4. Le 13 juillet 2024, l’OESPA a demandé au préfet de la Côte-d’Or de lui communiquer un certain nombre de documents et informations relatifs aux dispositifs nommés « soutien à la prise en charge des animaux abandonnés ou en fin de vie » en 2021 et « mesure 4B : soutien aux projets locaux portés par les associations de protection animale » en 2022. Le préfet a implicitement rejeté cette demande. L’association a alors exercé, le 10 septembre 2024, un recours administratif préalable obligatoire devant la CADA. Par un avis n° 20246609 rendu le 21 novembre 2024, la CADA a émis un avis sur cette demande. L’OESPA, compte tenu de ce qui a été dit aux points 2 et 3, doit être regardée comme demandant au tribunal d’annuler la décision par laquelle le préfet de la Côte-d’Or est réputé avoir implicitement confirmé son refus de lui communiquer les documents et informations demandés.

5. Aux termes de l’article R. 612-5-1 du code de justice administrative : « Lorsque l’état du dossier permet de s’interroger sur l’intérêt que la requête conserve par son auteur, le président de la formation de jugement (…) peut inviter le requérant à confirmer expressément le maintien de ses conclusions. La demande qui lui est adressée mentionne que, à défaut de réception de cette confirmation à l’expiration du délai fixé, qui ne peut être inférieur à un mois, il sera réputé s’être désisté de l’ensemble de ses conclusions ».

6. Aux termes de l’article R. 611-8-6 du code de justice administrative : « Les parties sont réputées avoir reçu la communication ou la notification à la date de la première consultation du document qui leur a été adressé par voie électronique, certifiée par l’accusé de réception délivré par l’application informatique, ou, à défaut de consultation dans un délai de deux jours ouvrés à compter de la date de mise à disposition du document dans l’application, à l’issue de ce délai. Sauf demande contraire de leur part, les parties sont alertées de toute nouvelle communication ou notification par un message électronique envoyé à l’adresse choisie par elles (…) ».
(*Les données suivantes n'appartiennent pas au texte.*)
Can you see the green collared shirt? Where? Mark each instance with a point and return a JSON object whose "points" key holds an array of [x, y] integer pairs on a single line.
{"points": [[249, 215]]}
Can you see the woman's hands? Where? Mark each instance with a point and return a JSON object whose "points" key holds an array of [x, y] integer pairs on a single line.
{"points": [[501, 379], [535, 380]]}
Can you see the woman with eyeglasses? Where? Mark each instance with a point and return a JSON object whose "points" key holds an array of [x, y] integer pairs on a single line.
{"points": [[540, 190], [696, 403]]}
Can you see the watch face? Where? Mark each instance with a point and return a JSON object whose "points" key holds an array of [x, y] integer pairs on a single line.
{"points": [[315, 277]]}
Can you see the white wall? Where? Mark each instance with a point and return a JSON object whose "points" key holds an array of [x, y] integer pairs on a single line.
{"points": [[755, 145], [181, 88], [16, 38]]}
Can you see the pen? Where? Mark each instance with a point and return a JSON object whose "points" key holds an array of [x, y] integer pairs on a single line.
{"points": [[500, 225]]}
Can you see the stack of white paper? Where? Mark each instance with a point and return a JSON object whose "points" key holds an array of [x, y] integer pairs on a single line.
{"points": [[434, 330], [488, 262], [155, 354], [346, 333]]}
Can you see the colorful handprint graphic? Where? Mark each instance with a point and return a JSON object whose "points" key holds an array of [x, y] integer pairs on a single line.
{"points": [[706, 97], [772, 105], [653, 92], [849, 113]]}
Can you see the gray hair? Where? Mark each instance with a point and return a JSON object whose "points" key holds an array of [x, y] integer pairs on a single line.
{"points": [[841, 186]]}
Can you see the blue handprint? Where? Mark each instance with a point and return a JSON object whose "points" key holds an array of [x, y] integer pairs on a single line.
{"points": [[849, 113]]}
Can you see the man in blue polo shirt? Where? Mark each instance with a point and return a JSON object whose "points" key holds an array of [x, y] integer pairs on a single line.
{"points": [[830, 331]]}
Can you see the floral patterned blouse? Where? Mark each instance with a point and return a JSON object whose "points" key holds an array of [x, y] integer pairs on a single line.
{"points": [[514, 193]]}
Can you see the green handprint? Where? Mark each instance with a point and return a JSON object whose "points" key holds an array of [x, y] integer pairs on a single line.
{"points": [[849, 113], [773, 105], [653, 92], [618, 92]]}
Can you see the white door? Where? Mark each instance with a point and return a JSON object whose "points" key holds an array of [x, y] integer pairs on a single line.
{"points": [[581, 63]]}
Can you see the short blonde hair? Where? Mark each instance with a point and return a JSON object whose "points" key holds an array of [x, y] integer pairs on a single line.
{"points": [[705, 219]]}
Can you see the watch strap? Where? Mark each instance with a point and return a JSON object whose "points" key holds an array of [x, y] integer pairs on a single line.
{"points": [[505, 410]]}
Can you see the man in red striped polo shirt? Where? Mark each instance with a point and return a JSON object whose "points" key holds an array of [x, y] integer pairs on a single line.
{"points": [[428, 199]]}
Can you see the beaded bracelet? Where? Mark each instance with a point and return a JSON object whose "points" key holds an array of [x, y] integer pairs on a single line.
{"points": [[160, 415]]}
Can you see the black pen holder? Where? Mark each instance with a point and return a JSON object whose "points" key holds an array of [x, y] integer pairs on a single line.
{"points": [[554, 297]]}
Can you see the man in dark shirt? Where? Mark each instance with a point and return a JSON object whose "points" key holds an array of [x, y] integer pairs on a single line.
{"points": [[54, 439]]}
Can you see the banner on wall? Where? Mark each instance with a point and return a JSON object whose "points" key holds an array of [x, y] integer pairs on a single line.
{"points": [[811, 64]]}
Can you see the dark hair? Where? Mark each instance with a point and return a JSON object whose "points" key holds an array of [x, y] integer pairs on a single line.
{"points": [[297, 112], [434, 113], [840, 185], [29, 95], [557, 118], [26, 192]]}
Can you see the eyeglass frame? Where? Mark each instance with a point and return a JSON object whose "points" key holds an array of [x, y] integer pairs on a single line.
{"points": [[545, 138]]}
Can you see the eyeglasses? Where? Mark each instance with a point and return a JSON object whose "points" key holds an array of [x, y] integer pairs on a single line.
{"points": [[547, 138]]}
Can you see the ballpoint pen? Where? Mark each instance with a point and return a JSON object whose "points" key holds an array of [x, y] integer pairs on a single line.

7. En dépit de la demande adressée le 21 août 2025 au moyen de « télérecours citoyens » et dont l’association requérante a accusé réception le 22 août 2025 à 18h38, l’association OESPA n’a pas confirmé expressément le maintien de ses conclusions dans le délai d’un mois qui lui était imparti. Dès lors, conformément aux dispositions de l’article R. 612-5-1 du code de justice administrative, l’association OESPA est réputée s’être désistée de l’ensemble des conclusions de sa requête. Rien ne s’oppose à ce qu’il soit donné acte de ce désistement.

DECIDE :

 

 

Article 1er : Il est donné acte du désistement de l’association OESPA de sa requête.

Article 2 : La présente ordonnance sera notifiée à l’association observatoire économique et social de la protection animale et au préfet de la Côte-d’Or.

 

Fait à Dijon le 30 septembre 2025.

 

 

Le président de la 3ème chambre,

 

 

 

 

L. Boissy

La République mande et ordonne au préfet de la Côte-d’Or, en ce qui le concerne, ou à tous commissaires de justice à ce requis, en ce qui concerne les voies de droit commun contre les parties privées, de pourvoir à l’exécution du présent jugement.